Laranja Mecânica e o totalitarismo tecnocrata

por Ivo Meirelles (16/02/2019)

A perversão de Alex valida a perversão do Estado, do uso indiscriminado da técnica?

Augusto Comte – fundador do positivismo e da sociologia – conferiu vigor a um dos mais influentes movimentos do pensamento ocidental do século XIX: o que exalta o enquadramento das humanidades nos pressupostos e moldes científicos rígidos, próprios das ciências naturais em sua versão mais tradicional. Na época, buscava-se essa inserção das humanidades no contexto da ciência formal em virtude da potência que o modelo científico passou a representar. A revolução industrial, por exemplo, possibilitada pelo avanço técnico-científico, operou uma transformação radical no que diz respeito à estrutura das sociedades tradicionais, inserindo-as em um processo violento de modernização. Houve, portanto, a alteração de uma série de práticas sociais. O universo das relações humanas sofreu profundas ressignificações. Há, grosso modo, uma configuração ocidental antes e depois da revolução industrial. A ciência, portanto, transformou-se em valor. Ascendeu na hierarquia das importâncias.

Pode-se dizer que Comte, investindo na sistematização rígida das ciências humanas, fortaleceu as pretensões de se raciocinar as humanidades através dos princípios mecanicistas da física newtoniana com o objetivo de trazer de volta o prestígio da investigação do que envolve as criações que derivam do gênero humano. Para isso, utilizou-se principalmente da causa-e-consequência – até então o centro da visão científica – enquanto única relação cósmica válida, capaz de desvendar as estruturas da realidade do homem e das relações estabelecidas com o mundo e com seus iguais. E ao se tentar entender o homem somente sob o espectro restrito da causalidade, acabou por reduzir o homem ao mecânico, negando a liberdade e a imprevisibilidade inerente à subjetividade.

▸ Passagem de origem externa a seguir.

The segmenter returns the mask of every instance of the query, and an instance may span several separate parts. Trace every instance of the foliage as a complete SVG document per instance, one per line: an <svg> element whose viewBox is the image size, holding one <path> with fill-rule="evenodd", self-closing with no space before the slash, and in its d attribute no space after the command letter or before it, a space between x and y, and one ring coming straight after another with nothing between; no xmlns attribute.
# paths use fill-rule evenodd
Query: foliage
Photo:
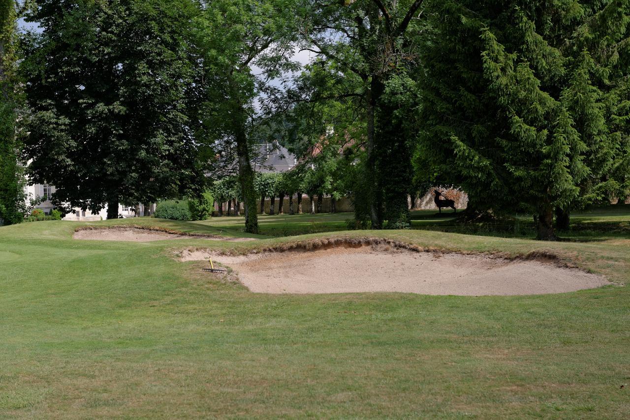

O termo causal, por definição, diz respeito a tudo aquilo que é propriamente de natureza determinística. Tudo que opera como maquina. O efeito – ou consequência – é determinado pela causa. É um produto dela. E perceba: a ideia de causalidade não é idêntica à percepção fundamental de que tudo que existe é uma continuidade da instância anterior. De que tudo que é depende do que foi. Essa é a própria noção abstraída do que é situável no tempo, entendendo tempo como um contínuo: passado que persiste no presente e se abre para o futuro. Em vez disso, a ideia de causalidade – especificamente – prega que todo acontecimento causal é previamente determinado de acordo com as inclinações apresentadas pela disposição do passado. Previamente determinado. Há fenômenos – em especial os que envolvem matéria bruta – em que a ideia de causalidade serve com perfeição. Por exemplo, o movimento de queda das pedras sob a ação da força gravitacional. Porém, se empregada como única relação válida para analisar o homem, produz-se consequências severas – patologias intelectuais.

Aplicando-se a lógica positivista à psique humana, não há liberdade a ser exercida. Nem qualquer imprevisibilidade possível caso se conheça a suposta mecânica que constitui o ser do humano. O que se é nada mais é do que uma consequência direta e irrestrita da disposição mecânica anterior – mero desdobramento pueril. Dai a ideia de mecanicismo. O entendimento de se empregar o princípio causal à totalidade dos fenômenos do mundo – próprio do positivismo de Comte – entende a realidade como uma máquina absoluta, bem aos moldes do início da revolução industrial, movida por engrenagens rígidas que se locomovem através dos princípios descobertos pela física clássica. Dentro dessa concepção, todas as ações humanas são apenas continuísmos das direções de rotação das engrenagens brutas do espírito. Decifrando a mecânica da subjetividade, seria possível prever todas as ações do homem. Não há liberdade, escolhas, imprevisibilidades, contingências, subjetividade real – há apenas a previsibilidade absoluta da maquinaria do comportamento.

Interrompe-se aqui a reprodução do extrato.